In total, 34 per cent of the “low credibility” content posted to the site between January and October of 2020 was created by the 10 users identified by researchers based in the US and UK.
This amounted to more than 815,000 tweets.
Researchers from Indiana University’s Observatory on Social Media and the University of Exeter’s Department of Computer Science analysed 2,397,388 tweets containing low credibility content, sent by 448,103 users.
More than 70 per cent of posts came from just 1,000 accounts.
So-called “superspreaders” were defined as accounts introducing “content originally published by low credibility or untrustworthy sources”.
“Fifty-two per cent of [active] superspreaders on Twitter are political in nature,” the report said.
“They consist largely of anonymous hyper-partisan accounts but also high-profile political pundits and strategists.
“Notable, this group includes the official accounts of both the Democratic and Republican parties … as well as @DonaldTrumpJr, the account of the son and political advisor of then-president Donald Trump.”
Twitter, now rebranded to X, fell victim to mass lay-offs of its “user health” and content moderation staff after the platform was purchased by billionaire Elon Musk in 2022.
The study, published in the peer-reviewed journal PLOS ONE, relied on “data obtained before Twitter’s transformation into X”, and noted many of the accounts identified as superspreaders in 2020 had already become inactive or been banned from the platform.
It also noted even after 2,000 “bot” accounts were removed from the data, the majority of low credibility information remained — meaning real people were largely responsible.
“At that time, Twitter was actively experimenting with ways to mitigate the spread of disinformation,” it said.
“This is starkly contrasted by X’s recent decisions to lay off much of their content moderation staff and disband their election integrity team.”
Axel Bruns, from the Queensland University of Technology’s Digital Media Research Centre, said the numbers weren’t surprising.
“Very often it’s not the traditional cliche that online on social media these random people are suddenly becoming prominent [for] sharing disinformation,” he said.
“Very often it is fringe politicians, fringe media outlets and personalities, and sometimes even not-so-fringe ones.
“[The report] makes the point somewhere that since Elon Musk took over, many of the teams that have been traditionally dealing with mis- and disinformation … have just been disbanded.
“And so Twitter is really overflowing with this kind of misinformation.

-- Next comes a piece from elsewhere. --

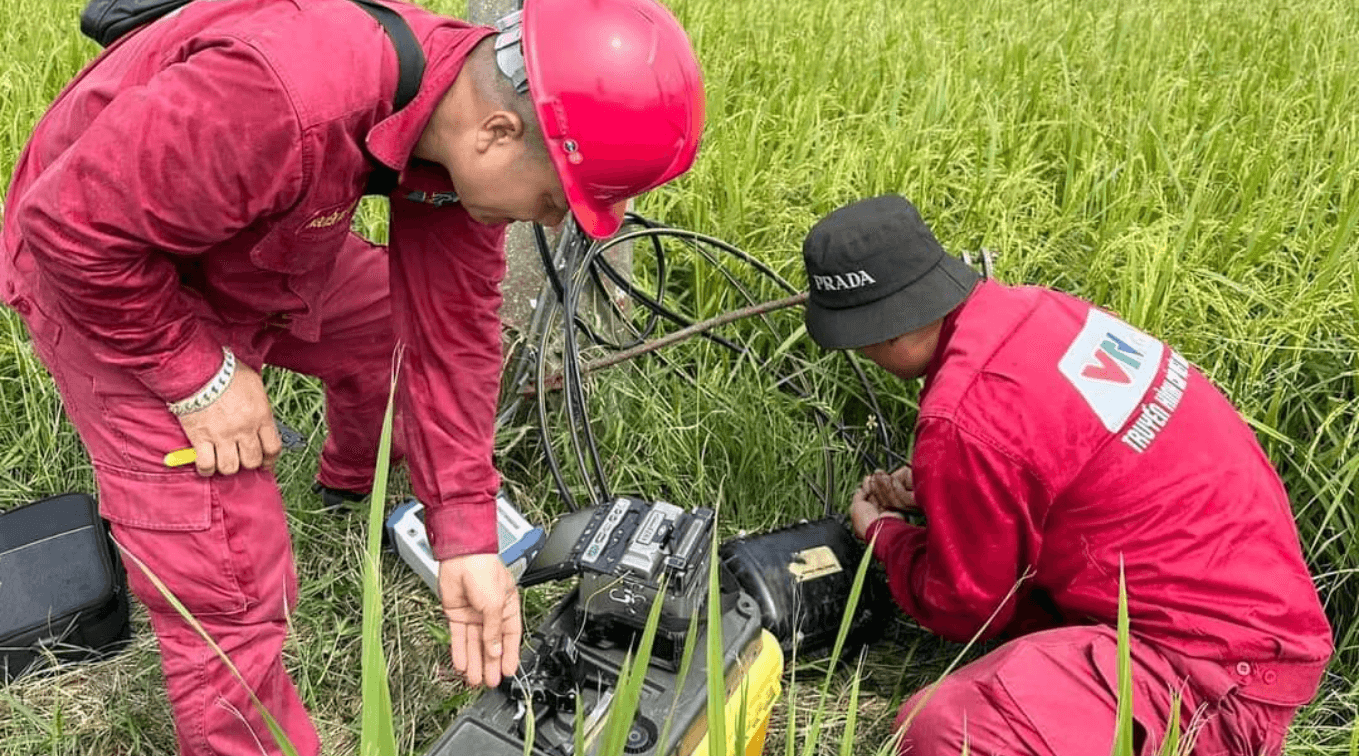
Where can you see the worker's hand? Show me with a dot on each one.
(865, 510)
(893, 491)
(481, 603)
(235, 431)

Any kind of policing that Twitter in its previous incarnation used to do has fallen by the wayside, essentially.
“And so the situation on Twitter now is almost certainly far worse than it was in 2020 when they gathered their data.”
Earlier this year, Australia’s eSafety commissioner sent legal notices to X, Meta, Google, Telegram and other major social media platforms.
The notice demanded they do better to police extremist material and activity on their sites.
In 2023, an independent committee found X was in breach of Australia’s voluntary misinformation and disinformation code, after it removed a mechanism for reporting misleading content.
That announcement came just months after the platform was ordered to tell Australian authorities what it was doing to tackle online hate.
“Potential negative publicity and political pressure,” the superspreader report said, may make social media companies reluctant to suspend offenders.
“Paradoxically, the more prominent a superspreader is, the greater their negative impact, and the more difficult they are to mitigate,” the report said.
Professor Bruns, who noted Elon Musk himself had become an “active” sharer of problematic content since taking over the site, said platforms had historically been resistant to policing content.
“The more problematic content is shared on Twitter and the more visible it is, the more it puts off regular users,” he said.
“The [superspreader researchers] immediately raised the question about freedom of speech and whether it would be better to take down these problematic accounts.
“There is this very American Silicon Valley sensitivity around freedom of speech.
“That is one of the key factors that’s kept platforms like Twitter from being more aggressive in taking down these problematic accounts.”
The study was funded by the Knight Foundation, Craig Newmark Philanthropies, and the National Science Foundation.